Six guiding constraints define a RESTful system. These constraints restrict the way the server can process and respond to client requests so that, by operating within these contraints, the system gains desirable non-functional properties (architectural properties).

1. Client-Server Architecture

Principle behind this is the separation of concerns. Separating the user interface concerns from the data storage concerns, improves portability of the user interfaces across multiple plataforms. It also improves scalability by simplifying server components, also, allowing components to evolve independently.

2. Statelessness

Client-server communication is constrained by no client context being stored on the server between requests. Each request from any client contains all the information necessary to service the request, and the session state is held in the client.

Session state can be transferred by the server to another service such as a database to persist state for a period and allow authentication.

3. Cacheability

Responses must, implictly or explicitly, define themselves as either cacheable or non-cacheable to prevent clients from providing stale or inappropriate data in response to further requests.

Well-managed caching partially or completely eliminates some client-server interations, further improving scalability and performance.

4. Layered System

A client cannot ordinarily tell whether it is connected directly to the end server, or to an intermediary along the way.

If a proxy or load balancer is placed between the client and server, it won’t affect their communications and there won’t be a need to update the client or server code.

Intermediary servers can improve systems scalability by enabling load balancing and by providing shared caches. Also, security can be added as a layer on top of the web services, and then clearly separate business logic from security logic.

Finally, it also means that a server can call multiple other servers to generate a response to the client.

5. Code on demand / Client-side scripting (optional)

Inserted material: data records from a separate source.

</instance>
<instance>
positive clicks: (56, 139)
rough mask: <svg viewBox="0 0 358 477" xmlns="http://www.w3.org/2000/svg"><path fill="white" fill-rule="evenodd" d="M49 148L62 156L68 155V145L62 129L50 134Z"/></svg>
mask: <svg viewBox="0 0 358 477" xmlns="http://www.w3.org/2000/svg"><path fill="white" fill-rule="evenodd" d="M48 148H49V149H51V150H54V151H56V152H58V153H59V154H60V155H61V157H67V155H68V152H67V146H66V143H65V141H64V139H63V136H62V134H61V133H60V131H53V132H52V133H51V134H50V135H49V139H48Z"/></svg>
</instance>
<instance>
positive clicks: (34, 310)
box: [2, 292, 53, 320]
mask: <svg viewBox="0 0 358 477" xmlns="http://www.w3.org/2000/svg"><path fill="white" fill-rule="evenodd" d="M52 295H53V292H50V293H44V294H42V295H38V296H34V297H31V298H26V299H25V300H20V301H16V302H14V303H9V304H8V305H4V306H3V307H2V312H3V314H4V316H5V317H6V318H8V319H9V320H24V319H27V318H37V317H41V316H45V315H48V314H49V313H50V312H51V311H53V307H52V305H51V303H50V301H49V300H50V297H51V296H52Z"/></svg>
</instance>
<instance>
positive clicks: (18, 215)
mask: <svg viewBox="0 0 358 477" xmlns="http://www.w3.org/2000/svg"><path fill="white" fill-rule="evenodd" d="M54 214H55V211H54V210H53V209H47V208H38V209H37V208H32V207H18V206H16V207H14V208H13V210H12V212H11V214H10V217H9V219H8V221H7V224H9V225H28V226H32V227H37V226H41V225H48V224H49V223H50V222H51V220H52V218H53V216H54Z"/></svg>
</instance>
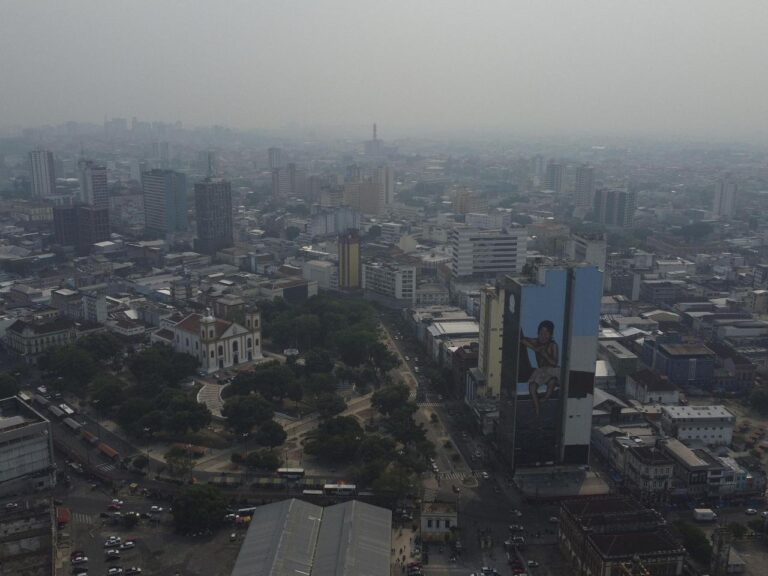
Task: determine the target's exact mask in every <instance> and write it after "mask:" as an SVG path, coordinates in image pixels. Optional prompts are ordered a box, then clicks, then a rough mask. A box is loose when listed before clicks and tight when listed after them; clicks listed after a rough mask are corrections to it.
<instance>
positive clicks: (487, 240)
mask: <svg viewBox="0 0 768 576" xmlns="http://www.w3.org/2000/svg"><path fill="white" fill-rule="evenodd" d="M526 238H527V232H526V230H525V228H522V227H520V228H505V229H501V230H484V229H480V228H470V227H463V226H459V227H456V228H454V229H453V230H451V232H450V236H449V241H450V244H451V250H452V259H451V272H452V274H453V276H454V278H457V277H462V276H485V277H494V276H497V275H499V274H516V273H517V274H519V273H520V272H522V270H523V265H524V264H525V256H526Z"/></svg>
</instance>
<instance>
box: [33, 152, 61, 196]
mask: <svg viewBox="0 0 768 576" xmlns="http://www.w3.org/2000/svg"><path fill="white" fill-rule="evenodd" d="M29 161H30V164H31V166H32V196H34V197H35V198H48V197H49V196H53V195H54V194H55V193H56V170H55V168H54V161H53V153H52V152H51V151H50V150H33V151H32V152H30V153H29Z"/></svg>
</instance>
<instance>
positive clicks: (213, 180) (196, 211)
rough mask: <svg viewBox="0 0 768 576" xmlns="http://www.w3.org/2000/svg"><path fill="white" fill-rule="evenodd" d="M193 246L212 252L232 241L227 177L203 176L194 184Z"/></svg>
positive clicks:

Servers can temporarily extend or customize the functionality of a client by transferring executable code, for example, compiled components such as Java applets, or client-side scripts such as JavaScript.

6. Uniform Interface

The uniform interface constraint is fundamental to the design of any RESTful system. It simplifies and decouples the architecture, which enables parts to evolve independently.

There are four constraints for this uniform interface:

A. Resource identification in requests

Individual resources are identified in requests. Resources themsleves are conceptually separate from the representations that are returned to the client. For example, server could send data from its databas as HTML, XML, or as JSON, none of which are the server’s internal representation.

B. Resource manipulation through representations

When a client holds a representation of a resource, including any metadata attached, it has enough information to modify or delete the resource’s state.

C. Self-descriptive messages

Each message includes enough information to describe how to process the message. For example, which parser to invoke can be specified by a media type.

D. Hypermedia as the Engine of Application State (HATEOAS)

Having accessed an initial URI for the REST application, a REST client should then be able to use server-provided links dynamically to discover all the available resources it needs.

As access proceeds, server responds with text that includes hyperlinks to other resources that are currently available. There is no need for the client to be hard-coded with information gathered about the structure or dynamics of the application.